Dear White Friends

Dear White Friends,

First and foremost, I need to thank my dad. His decision to make education a priority, against all odds, has significantly impacted the trajectory of the lives of my siblings and myself. His ability to overcome has afforded us the opportunity to endure a lot less struggle in this life. With the knowledge that one specific teacher had the ability to influence him in this decision, I became inspired to become an educator with the hopes of providing this same opportunity to many other minority students.

Some may say that every black/brown person can do this and dismiss the modern-day struggle that many of my brothers and sisters face while still living in impoverished communities, but honestly, it’s not that easy.

Because I have the lens of an educator who TRULY wants to see long-term change, here’s what I know:

First I’ll remind you that the prime of the Civil Rights era was not that long ago. “Not that long ago” segregation was LEGAL in America. “Separate but Equal” was the cry of many white-Americans as they sent their kids to well-funded schools with the best of everything and left black students with poorly-funded systems, leaving us the scraps that they no longer had use for.
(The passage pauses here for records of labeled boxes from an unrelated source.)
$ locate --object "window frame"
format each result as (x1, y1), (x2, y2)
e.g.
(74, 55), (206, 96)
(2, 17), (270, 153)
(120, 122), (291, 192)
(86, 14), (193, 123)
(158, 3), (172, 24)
NO LONGER HAD USE FOR. This clearly set us back even further, when previously our ancestors were not allowed to learn how to read and write, since their masters wanted them to remain ignorant—duh, knowledge is power (ie. Frederick Douglas, Wallace Turnage, etc.). Unbeknownst to many of you, this still goes on today. School funding is largely based on property taxes from the community (property taxes are cheaper in urban communities that house many minorities). You might say, well, then don’t live in those communities! But nah, “white flight” came about AFTER blacks who were previously not allowed by LAW to live in “white” neighborhoods were now able to… White people gathered their belongings and got away as far as they could, leaving us behind with what they no longer wanted. 

School funding also has a lot to do with the dynamics of the students— schools get more funding for having more African American males in special ed and less funding if they have more than a certain percentage of Asian Americans in special ed (this is just ONE brief dynamic of black oppression in school systems… YEP, it’s crazy, but it’s true). 

So much in the education system is STILL designed to oppress the BLACK COMMUNITY. By giving poor academic opportunities, funding for just the basics, less opportunities for field-trips outside of the community, and often ill-equipped and ignorant (SOMETIMES RACIST) teachers, there is a slim chance for success beyond grade school and guess where blacks end up? Back in the poverty they were born in and back to the struggle.

The “school-to-prison pipeline” you may or may not have heard of is the theory that when a student fails a third grade reading or math test, they begin to get tracked. Their progress or lack-thereof determines how many more jail cells should be built to potentially house them. The disproportionate number of black and brown people in jail is directly related to the poor education and lack of opportunity they have as a child.

This is systematic oppression. This system was created by our nation’s white founding-fathers. Plain and simple. 

So before you go off and consider the issues that black people are constantly dealing with as merely a black problem that we can avoid, I encourage those of you with compassionate hearts to research American history as it pertains to black people. Not by way of the history books that now refer to slaves as “indentured servants” (yes, they are teaching school children that slavery was somehow voluntary these days in history books), but TRUE history of our country. 

We are the minority. We have been  the minority and at the killing-spree rate of our people, will always be. It takes the majority, the same skin-tone as the oppressor, to speak up about the injustice still going on and what YOU can do to help make this change. It takes each and every single person. We can’t fight this battle alone.